Members of Michigan’s congressional delegation are either back in Washington or soon will be.
Congress is going back into session to deal with the looming combination of automatic tax increases and deep spending cuts known as the “fiscal cliff”.
There have been suggestions that lawmakers will allow the “fiscal cliff” to go ahead and leave the job of picking up the pieces to the next Congress that will be sworn in next month.
Mid-Michigan congressman Tim Walberg doesn’t want to see that happen.
“I think this is a discredit to this congress and our responsibility, as well as the president….to leave this for a new congress to tackle,” says Walberg.
Senate leaders are rushing to assemble a last-ditch agreement to avoid middle-class tax increases and possibly delay steep spending cuts in an urgent attempt to find common ground after weeks of postelection gridlock.
An impatient President Barack Obama is pressing top lawmakers to cut a deal, even one that falls short of the ambitions he and congressional leaders may once have harbored for a bigger deficit reduction package.
Following a White House meeting Friday among Obama and congressional leaders, aides to the Senate Republican leader, Mitch McConnell of Kentucky, and Senate Majority Leader Harry Reid of Nevada began racing against the clock for a bipartisan bargain. Senators could vote on a plan as early as Sunday.
The deadline for avoiding the so-called fiscal cliff is year's end.
President Barack Obama is urging Congress to reach a deal to avoid the fiscal cliff, saying the nation "can't afford a politically self-inflicted wound to our economy."
Obama says in Saturday's radio and Internet address that he believes leaders in Congress may be able to reach an agreement that can pass both houses before taxes rise and spending cuts take effect at the end of the year.
He urges "Washington politics" to not get in the way of "America's progress."
In the Republican address, Missouri Sen. Roy Blunt says "inaction shouldn't be an option" and the nation can avoid going over the fiscal cliff if Obama and the Democratic-controlled Senate work with Republicans to solve the problem.
Confused about the federal budget struggle? So are doctors, hospital administrators and other professionals who serve the 100 million Americans covered by Medicare and Medicaid.
Rarely has the government sent so many conflicting signals in so short a time about the bottom line for the health care industry.

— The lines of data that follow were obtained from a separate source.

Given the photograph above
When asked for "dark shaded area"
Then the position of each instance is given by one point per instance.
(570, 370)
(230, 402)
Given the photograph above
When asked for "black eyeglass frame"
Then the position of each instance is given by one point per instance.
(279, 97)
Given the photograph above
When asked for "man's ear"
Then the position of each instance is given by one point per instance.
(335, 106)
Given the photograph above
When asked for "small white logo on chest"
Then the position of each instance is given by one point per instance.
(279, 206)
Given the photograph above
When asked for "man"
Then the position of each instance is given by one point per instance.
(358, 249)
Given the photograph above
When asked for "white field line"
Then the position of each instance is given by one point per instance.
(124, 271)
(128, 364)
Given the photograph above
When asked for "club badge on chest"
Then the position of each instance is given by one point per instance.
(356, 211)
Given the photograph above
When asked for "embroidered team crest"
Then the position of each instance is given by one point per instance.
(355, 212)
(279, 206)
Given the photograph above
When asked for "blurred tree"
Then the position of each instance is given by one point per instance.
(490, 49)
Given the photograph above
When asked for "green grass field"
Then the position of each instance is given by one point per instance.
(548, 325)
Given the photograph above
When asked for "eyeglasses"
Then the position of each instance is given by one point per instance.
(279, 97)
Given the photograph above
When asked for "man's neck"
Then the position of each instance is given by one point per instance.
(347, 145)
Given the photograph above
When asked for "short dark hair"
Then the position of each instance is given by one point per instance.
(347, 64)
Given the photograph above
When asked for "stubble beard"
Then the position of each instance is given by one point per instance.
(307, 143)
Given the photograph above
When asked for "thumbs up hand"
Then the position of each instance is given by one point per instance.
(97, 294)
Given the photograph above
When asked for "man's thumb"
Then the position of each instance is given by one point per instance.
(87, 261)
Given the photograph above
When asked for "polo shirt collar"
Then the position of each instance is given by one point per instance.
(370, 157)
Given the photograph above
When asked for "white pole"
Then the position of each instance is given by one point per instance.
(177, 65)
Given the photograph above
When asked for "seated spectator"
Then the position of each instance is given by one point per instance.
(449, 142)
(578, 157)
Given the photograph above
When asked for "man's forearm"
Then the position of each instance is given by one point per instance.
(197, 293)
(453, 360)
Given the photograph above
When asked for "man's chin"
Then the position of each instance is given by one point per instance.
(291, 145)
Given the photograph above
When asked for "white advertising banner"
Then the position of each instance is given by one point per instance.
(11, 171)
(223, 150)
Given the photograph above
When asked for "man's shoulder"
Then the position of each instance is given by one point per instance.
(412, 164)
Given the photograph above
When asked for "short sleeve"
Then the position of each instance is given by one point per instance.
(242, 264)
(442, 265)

Cuts are coming, says Washington, and some could be really big. Yet more government spending is also being promised as President Barack Obama's health care overhaul advances and millions of uninsured people move closer to getting government-subsidized coverage.
Thornton Kirby, president of the South Carolina Hospital Association, says it's like someone being told they are getting a raise, but their taxes and gas bill are also going up. There's no way to tell how deep a hole you might be in.